I read TARZAN THE UNTAMED when I was in the sixth
grade, as I mentioned a couple of weeks ago, and I soon followed it up with the
sequel, TARZAN THE TERRIBLE, which I'd never reread until now. This one starts
out with Tarzan continuing the search for Jane, who's been kidnapped by German
soldiers during World War I. He soon discovers that she's escaped from her
captors and set off on her own, and in trailing her Tarzan finds himself in
another of Edgar Rice Burroughs' vividly created lost civilizations, this one
the land of Pal-ul-don, enclosed by an almost impenetrable swamp. This
isolation has allowed prehistoric species to survive, such as the triceratops,
known to the inhabitants of Pal-ul-don as a gryf. Humanity has evolved
differently in Pal-ul-don, too, and the people there have tails, among other
oddities.
It's strange, looking back on that time more than fifty years ago, and remembering that when I first read them, TARZAN THE UNTAMED was my favorite of this linked pair, although I liked TARZAN THE TERRIBLE just fine. My opinion has turned around with this recent rereading. I think TARZAN THE TERRIBLE is a much better book. Still, I liked them both and am happy to have revisited them five decades later. (The scan at the top is from the Ballantine edition, with cover artwork by Richard Powers. That's the edition I read there at the Rock School when I probably should have been doing actual schoolwork. But hey, in reality I was studying for my career, I just didn't know it at the time.)
7 comments:
Like you and Evan, I need to reread TARZAN THE TERRIBLE before I tackle Will Murray's new Tarzan pastiche.

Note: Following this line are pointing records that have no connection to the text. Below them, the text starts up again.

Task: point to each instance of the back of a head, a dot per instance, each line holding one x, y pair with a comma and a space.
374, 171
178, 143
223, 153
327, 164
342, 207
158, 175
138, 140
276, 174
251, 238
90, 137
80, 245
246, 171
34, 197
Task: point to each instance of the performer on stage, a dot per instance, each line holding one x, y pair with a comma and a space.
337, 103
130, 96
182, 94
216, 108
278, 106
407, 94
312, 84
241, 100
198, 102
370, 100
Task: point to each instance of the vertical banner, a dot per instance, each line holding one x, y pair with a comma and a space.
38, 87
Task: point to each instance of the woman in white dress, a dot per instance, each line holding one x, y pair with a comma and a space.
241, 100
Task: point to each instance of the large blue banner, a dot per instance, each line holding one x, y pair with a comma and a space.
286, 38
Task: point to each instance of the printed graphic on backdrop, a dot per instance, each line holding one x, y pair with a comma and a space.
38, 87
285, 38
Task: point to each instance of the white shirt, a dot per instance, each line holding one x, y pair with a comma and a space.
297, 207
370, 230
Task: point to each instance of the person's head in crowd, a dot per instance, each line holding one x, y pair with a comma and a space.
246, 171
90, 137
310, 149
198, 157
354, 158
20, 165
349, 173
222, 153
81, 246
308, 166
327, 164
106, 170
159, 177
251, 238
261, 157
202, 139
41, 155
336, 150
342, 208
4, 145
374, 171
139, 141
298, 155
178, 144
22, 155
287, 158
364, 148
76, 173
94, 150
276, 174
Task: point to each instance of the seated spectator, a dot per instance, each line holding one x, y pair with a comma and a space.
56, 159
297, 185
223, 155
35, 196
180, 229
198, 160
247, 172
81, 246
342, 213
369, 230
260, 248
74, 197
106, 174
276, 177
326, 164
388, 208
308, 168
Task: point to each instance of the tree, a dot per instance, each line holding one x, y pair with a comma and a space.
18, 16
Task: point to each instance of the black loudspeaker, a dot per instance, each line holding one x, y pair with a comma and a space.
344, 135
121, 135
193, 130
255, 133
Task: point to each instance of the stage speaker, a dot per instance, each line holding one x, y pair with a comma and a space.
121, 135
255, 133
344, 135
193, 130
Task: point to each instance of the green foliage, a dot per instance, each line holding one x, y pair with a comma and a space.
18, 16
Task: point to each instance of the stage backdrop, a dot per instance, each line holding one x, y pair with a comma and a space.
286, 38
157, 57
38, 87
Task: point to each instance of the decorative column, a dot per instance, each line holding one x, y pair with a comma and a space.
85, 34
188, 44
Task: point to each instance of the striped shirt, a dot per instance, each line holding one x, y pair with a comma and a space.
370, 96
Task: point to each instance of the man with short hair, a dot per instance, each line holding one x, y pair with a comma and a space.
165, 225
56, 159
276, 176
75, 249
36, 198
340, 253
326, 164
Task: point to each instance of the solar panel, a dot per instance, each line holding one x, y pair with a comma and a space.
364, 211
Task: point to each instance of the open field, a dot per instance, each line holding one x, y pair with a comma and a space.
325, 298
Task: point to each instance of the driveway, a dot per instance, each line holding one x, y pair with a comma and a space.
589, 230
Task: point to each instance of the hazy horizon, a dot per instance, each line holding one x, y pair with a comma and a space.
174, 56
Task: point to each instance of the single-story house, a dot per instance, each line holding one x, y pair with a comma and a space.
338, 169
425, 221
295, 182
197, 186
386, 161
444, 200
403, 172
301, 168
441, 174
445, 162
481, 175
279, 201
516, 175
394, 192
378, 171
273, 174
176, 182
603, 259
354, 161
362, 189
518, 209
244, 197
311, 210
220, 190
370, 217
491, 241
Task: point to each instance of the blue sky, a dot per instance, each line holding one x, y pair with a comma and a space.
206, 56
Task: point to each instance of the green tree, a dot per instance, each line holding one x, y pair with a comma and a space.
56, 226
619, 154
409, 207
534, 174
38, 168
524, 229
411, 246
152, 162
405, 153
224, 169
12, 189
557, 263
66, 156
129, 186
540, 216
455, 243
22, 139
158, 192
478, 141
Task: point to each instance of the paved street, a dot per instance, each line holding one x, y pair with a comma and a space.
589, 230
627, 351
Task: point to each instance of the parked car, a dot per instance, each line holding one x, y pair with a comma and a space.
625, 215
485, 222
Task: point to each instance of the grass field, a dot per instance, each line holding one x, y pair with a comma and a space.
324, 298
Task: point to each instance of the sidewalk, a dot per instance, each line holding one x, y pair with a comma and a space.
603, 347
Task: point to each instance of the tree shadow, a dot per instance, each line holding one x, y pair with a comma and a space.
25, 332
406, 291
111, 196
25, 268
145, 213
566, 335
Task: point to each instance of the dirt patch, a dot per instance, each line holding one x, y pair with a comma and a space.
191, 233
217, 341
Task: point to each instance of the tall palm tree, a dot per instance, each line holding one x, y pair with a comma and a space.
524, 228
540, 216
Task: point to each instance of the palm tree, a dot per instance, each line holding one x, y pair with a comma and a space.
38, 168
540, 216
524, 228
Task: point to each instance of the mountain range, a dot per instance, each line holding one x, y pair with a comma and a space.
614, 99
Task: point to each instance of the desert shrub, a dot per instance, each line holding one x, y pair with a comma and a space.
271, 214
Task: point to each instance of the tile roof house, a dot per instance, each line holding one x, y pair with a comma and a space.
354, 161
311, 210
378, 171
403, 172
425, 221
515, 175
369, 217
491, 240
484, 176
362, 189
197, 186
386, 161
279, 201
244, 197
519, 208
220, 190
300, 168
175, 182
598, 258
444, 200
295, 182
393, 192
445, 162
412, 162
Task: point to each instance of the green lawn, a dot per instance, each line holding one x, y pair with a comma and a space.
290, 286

Only read one Tarzan when I was little. Read a bunch more in my late teens, early twenties. By now I've read 'em all.
Wow! It has been a long time since I considered reading a Tarzan book. Your persuasive review has me searching the online book vendors for a copy. Yes, consider me hooked! Well done!
The edition I have is the top of those you show. Two reviews of this today... I need to reread it.
I too read that Ballantine edition when it first came out, and still have it. These days, though, the type is a little squinty for my taste, so my most recent reading was on my iPad.
I loved those two books as well but I always loved Tarzan the Terrible more. It was a rollicking good adventure in a strange land.
What I liked about this one was the sensuality of Jane. Post capture, she's running around in basically nothing, a pair of breastplates and a girdle! YOWZA! Reading between the lines, it's pretty clear the religious cult leader has very probably spied her her naked. Perhaps other things happened off page. His death at the end resembles an execution. His death seems outsized for his crimes. Humiliation would have destroyed his power just as easily. No, he did something to Tarzan's mate that required the forfeit of his life.